The software and services index, home to several
leading cloud and software companies, fell for a fifth straight
session on Tuesday, down more than 12% over the period, its
steepest stretch of losses since March 2020.
Losses were more measured on the second day, reflecting
persistent concerns about how rapid advances in artificial
intelligence could upend long-standing software business models.
CrowdStrike ( CRWD ) was down 0.4%, while Intuit
and Adobe slipped 0.5% each in premarket trading.
Advanced Micro Devices slid 7.2%, after the company
forecast a slight dip in quarterly revenue, rekindling doubts
over how effectively it can take on Nvidia in the red-hot AI
market.
"AMD reported into an ugly tape, with tech being sold and
questions about AI spending driving a sentiment shift across the
space," said Jake Behan, head of capital markets at Direxion.
"The move was more about traders stepping back from an
ostensibly crowded AI trade."
Some support came from Super Micro Computer ( SMCI ), which
jumped 12.4% after raising its annual revenue forecast on
sustained demand for its AI-optimized servers as companies ramp
up data-center capacity.
At 05:29 a.m.

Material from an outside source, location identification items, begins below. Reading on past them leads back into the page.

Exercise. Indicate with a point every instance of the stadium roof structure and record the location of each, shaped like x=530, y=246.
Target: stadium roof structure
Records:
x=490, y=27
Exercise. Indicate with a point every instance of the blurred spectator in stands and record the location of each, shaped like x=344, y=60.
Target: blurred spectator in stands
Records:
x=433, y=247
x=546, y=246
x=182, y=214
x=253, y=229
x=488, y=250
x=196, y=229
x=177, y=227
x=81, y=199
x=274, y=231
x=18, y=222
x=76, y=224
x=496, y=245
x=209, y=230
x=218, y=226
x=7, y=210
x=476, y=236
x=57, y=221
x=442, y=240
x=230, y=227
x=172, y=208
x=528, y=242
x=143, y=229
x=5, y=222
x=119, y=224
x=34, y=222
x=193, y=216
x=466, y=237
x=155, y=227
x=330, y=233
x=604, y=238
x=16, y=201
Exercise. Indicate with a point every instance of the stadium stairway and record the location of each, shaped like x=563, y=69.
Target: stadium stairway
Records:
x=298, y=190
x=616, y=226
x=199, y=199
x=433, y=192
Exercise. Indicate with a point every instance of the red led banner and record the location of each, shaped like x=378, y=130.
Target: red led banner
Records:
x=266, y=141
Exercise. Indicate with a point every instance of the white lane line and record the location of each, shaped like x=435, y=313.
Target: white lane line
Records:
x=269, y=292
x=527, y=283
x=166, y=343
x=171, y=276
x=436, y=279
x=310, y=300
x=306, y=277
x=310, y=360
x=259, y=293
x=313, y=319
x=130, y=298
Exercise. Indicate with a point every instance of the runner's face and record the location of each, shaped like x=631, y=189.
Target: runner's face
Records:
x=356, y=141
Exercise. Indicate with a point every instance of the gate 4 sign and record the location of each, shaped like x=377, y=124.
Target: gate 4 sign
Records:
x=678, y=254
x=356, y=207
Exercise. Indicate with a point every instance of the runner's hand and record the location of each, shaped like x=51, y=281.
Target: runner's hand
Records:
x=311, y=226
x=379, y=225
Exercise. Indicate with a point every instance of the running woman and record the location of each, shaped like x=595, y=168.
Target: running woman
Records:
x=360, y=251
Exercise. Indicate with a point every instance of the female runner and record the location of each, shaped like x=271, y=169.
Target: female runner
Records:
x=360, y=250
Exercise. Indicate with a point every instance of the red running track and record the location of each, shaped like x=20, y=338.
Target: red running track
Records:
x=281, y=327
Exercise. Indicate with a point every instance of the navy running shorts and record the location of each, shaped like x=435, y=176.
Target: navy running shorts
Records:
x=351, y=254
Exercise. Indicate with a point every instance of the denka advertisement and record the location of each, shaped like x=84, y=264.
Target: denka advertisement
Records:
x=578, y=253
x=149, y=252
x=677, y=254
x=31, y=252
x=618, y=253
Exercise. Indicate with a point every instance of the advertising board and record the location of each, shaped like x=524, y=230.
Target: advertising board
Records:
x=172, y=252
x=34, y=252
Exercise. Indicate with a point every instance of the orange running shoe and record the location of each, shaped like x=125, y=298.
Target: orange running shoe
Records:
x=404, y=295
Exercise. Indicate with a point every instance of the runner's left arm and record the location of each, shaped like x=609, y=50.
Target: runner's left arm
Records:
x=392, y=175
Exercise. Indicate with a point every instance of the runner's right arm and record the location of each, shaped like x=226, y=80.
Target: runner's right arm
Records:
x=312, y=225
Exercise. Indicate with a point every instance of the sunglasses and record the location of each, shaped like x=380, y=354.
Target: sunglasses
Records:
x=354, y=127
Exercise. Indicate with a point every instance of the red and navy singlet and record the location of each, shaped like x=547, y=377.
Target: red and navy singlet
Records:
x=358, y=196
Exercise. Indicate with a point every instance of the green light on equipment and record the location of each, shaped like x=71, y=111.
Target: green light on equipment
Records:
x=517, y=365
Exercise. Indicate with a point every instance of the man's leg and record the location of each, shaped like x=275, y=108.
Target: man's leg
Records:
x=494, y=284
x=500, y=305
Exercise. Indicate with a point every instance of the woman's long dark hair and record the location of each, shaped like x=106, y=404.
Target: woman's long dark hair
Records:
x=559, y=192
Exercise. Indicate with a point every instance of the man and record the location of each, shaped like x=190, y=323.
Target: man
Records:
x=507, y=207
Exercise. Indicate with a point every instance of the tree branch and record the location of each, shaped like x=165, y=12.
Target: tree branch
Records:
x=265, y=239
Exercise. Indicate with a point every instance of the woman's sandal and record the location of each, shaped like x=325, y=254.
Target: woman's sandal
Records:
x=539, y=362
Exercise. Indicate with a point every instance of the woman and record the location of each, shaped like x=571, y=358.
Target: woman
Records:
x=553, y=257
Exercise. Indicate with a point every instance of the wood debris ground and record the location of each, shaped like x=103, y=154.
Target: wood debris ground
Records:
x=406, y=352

ET, Dow E-minis were up 132 points, or
0.27%, S&P 500 E-minis were up 6.25 points, or 0.09%,
and Nasdaq 100 E-minis were down 10.5 points, or 0.05%.
Alphabet rose 0.9% ahead of its results due after
markets close, while Amazon ( AMZN ) edged up 0.4% before its
report on Thursday.
Markets will scrutinize the results from the "Magnificent
Seven" for evidence that massive capital-spending plans are
yielding the kind of returns to justify their lofty valuations.
At the same time, the increasingly crowded AI trade has been
pushing investors toward undervalued small caps and other
overlooked corners of the market.
The small-cap Russell 2000 and the mid-cap S&P 400
ended up 0.3% and 0.2%, respectively, on Tuesday. The
Russell 2000 was on track for a weekly gain of more than 1%,
versus a modest decline for the S&P 500.
Volatility remained high. Wall Street's "fear gauge", the
CBOE index, was at 18.27 points, after touching its
highest level in two weeks in the prior session.
Eli Lilly ( LLY ), due to report its results shortly,
slipped 0.3%.
Meanwhile, U.S. President Donald Trump signed a spending
deal into law on Tuesday, ending a partial government shutdown
that had snarled the release of key labor-market data this week.
With some of the most watched government gauges - nonfarm
payrolls and JOLTS - running late, traders will squint harder on
private data, starting with ADP's national employment print for
January due at 8:15 a.m. ET.
Corporate earnings yet again highlighted the push-and-pull
between higher costs and a cautious consumer amid economic
uncertainty. Mondelez ( MDLZ ) forecast a subdued year, warning
that price increases are deterring cost-conscious shoppers amid
macro uncertainty. The Cadbury owner's shares fell 4.1%.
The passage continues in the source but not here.